C'est là que le président de la République (mais aussi les autres leaders politiques) est attendu. Mais seule les sociétés totalitaires ont fait croire que cette morale publique pouvait répondre à toutes les aspirations humaines, en démocratie la morale publique est forcément incomplète, trouée. Il existe donc un second niveau.
- la morale privée, c'est-à-dire pas seulement la morale de la vie privée, mais les morales qui se diffusent, voire se confrontent dans la société civile et auxquelles les individus peuvent adhérer de façon volontaire et libre (et la transmettre à leurs enfants). L’adoption de cette morale est livrée à des choix individuels, ce qui ne signifie pas qu’elle se réduise à l’individu seul : elle peut se vivre dans des associations diverses, des loges maçonniques, des Eglises,… Elle peut constiituer le « caractère propre » des écoles privées et il faut rappeler à ce sujet que, justement, pour éviter l’imposition d’une philosophie d’Etat, Ferry a défendu l’existence de l’enseignement libre (Cf. l’ouvrage cité, I, p. 456 sq.)

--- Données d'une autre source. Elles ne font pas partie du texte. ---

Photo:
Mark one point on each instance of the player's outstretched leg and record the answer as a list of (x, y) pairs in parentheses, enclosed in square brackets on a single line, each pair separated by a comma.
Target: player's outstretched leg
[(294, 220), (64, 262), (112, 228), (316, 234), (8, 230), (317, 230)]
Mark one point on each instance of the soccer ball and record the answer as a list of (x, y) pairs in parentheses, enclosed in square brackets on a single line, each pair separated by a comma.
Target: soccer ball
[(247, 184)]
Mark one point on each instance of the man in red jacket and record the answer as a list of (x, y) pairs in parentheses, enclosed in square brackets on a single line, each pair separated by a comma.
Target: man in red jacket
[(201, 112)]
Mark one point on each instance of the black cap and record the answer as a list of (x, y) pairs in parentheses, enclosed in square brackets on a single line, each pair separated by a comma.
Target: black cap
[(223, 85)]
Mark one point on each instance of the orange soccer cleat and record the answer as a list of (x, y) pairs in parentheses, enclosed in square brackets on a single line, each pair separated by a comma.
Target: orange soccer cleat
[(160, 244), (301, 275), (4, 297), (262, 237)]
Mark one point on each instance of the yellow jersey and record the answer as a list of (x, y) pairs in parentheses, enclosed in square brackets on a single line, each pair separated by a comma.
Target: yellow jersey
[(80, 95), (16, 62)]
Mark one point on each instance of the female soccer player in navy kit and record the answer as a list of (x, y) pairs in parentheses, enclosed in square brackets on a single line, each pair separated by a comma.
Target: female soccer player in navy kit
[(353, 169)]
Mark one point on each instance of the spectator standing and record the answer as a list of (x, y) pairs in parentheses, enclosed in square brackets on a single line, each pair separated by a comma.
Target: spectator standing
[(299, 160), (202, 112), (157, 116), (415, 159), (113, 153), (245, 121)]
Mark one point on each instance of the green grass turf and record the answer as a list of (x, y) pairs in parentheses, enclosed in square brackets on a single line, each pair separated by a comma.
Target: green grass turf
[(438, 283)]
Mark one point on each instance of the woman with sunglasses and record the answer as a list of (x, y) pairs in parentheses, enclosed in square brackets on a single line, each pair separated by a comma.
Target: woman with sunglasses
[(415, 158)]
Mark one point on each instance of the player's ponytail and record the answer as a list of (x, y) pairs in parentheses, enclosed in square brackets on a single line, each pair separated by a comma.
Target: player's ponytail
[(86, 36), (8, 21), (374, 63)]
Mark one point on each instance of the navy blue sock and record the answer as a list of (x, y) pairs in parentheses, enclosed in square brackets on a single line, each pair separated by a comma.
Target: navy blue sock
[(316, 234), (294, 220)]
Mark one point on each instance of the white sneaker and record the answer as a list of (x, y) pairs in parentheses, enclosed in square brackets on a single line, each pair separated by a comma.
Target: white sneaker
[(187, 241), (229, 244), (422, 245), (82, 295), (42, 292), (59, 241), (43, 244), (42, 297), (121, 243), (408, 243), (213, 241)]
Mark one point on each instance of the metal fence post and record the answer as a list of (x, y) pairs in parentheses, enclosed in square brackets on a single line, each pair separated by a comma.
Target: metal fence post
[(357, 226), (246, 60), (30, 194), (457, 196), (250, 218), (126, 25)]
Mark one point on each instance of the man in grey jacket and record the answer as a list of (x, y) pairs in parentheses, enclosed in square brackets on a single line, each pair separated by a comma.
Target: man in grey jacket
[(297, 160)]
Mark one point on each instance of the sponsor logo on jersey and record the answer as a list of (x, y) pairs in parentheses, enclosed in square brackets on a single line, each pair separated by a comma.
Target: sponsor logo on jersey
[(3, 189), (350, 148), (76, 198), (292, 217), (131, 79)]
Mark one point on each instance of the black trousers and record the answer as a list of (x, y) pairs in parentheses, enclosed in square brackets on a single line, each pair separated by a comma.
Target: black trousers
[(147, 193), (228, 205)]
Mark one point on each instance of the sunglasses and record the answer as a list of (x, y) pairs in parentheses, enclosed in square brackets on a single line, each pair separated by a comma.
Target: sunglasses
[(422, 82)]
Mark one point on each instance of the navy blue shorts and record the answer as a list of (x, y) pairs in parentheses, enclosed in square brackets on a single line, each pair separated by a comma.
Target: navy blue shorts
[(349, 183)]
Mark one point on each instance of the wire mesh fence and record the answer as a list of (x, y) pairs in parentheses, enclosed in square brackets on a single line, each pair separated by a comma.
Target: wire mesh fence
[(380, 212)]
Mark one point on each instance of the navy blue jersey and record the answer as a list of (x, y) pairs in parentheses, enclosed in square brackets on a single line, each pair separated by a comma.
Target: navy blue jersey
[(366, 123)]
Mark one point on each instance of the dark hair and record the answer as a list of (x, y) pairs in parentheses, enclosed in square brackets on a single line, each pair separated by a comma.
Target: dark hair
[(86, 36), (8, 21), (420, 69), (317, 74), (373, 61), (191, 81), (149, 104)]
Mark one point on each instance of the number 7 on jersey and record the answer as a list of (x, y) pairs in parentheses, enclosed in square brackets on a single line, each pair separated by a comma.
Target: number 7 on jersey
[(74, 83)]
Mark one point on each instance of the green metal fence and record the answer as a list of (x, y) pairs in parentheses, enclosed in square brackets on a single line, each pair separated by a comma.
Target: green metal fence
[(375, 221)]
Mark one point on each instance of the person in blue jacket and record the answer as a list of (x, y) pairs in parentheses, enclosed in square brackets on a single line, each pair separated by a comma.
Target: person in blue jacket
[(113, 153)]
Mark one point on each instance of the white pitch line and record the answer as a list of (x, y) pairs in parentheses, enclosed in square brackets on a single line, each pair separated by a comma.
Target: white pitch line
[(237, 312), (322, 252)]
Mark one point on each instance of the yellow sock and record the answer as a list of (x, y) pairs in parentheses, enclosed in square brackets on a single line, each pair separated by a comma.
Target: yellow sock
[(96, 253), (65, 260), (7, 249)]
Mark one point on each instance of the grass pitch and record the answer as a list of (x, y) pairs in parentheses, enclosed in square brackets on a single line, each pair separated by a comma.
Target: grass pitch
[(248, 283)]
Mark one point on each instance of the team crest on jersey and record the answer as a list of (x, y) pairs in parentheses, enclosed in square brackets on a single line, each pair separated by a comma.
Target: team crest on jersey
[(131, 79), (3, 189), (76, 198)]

Pour relever ce premier défi, il faut donc bien être au clair sur le fait qu’il n’existe pas deux morales, qui seraient sur le même plan, la laïque et la religieuse, mais bien 2 niveaux différents, celui de la morale publique, la morale qui donne les valeurs du lien social d'une part, et , d'autre part, les morales liées à la liberté de conscience, que la République « assure », dont elle « garantit » le libre exercice, selon les formules de la loi de séparation de 1905.
Les valeurs du lien social sont les valeurs démocratiques, telles qu’à un moment donné on peut les comprendre et les interpréter. Avec quelques nuances dues à des histoires différentes, ce sont les mêmes dans les divers pays démocratiques.
Exemple : j’ai une doctorante qui a effectué une comparaison entre les débats concernant le foulard à l’école, au Québec et en France : sa conclusion est limpide : si les décisions ont été divergentes, les références aux valeurs ont été exactement les mêmes. Le débat est donc interprétatif, il porte sur ce qu’implique ces valeurs. Ce débat existe en France même.
La laïcité sarkozyienne est un boomerang de la laïcité républicaine. Celle-ci a sacralisé la référence aux « valeurs de la République » (française), en les opposant à celles de la démocratie (des autres démocraties) et en les rendant totalisantes. La mise en cause de la morale laïque est aussi une manière de dire : vous voyez bien que cela ne marche pas.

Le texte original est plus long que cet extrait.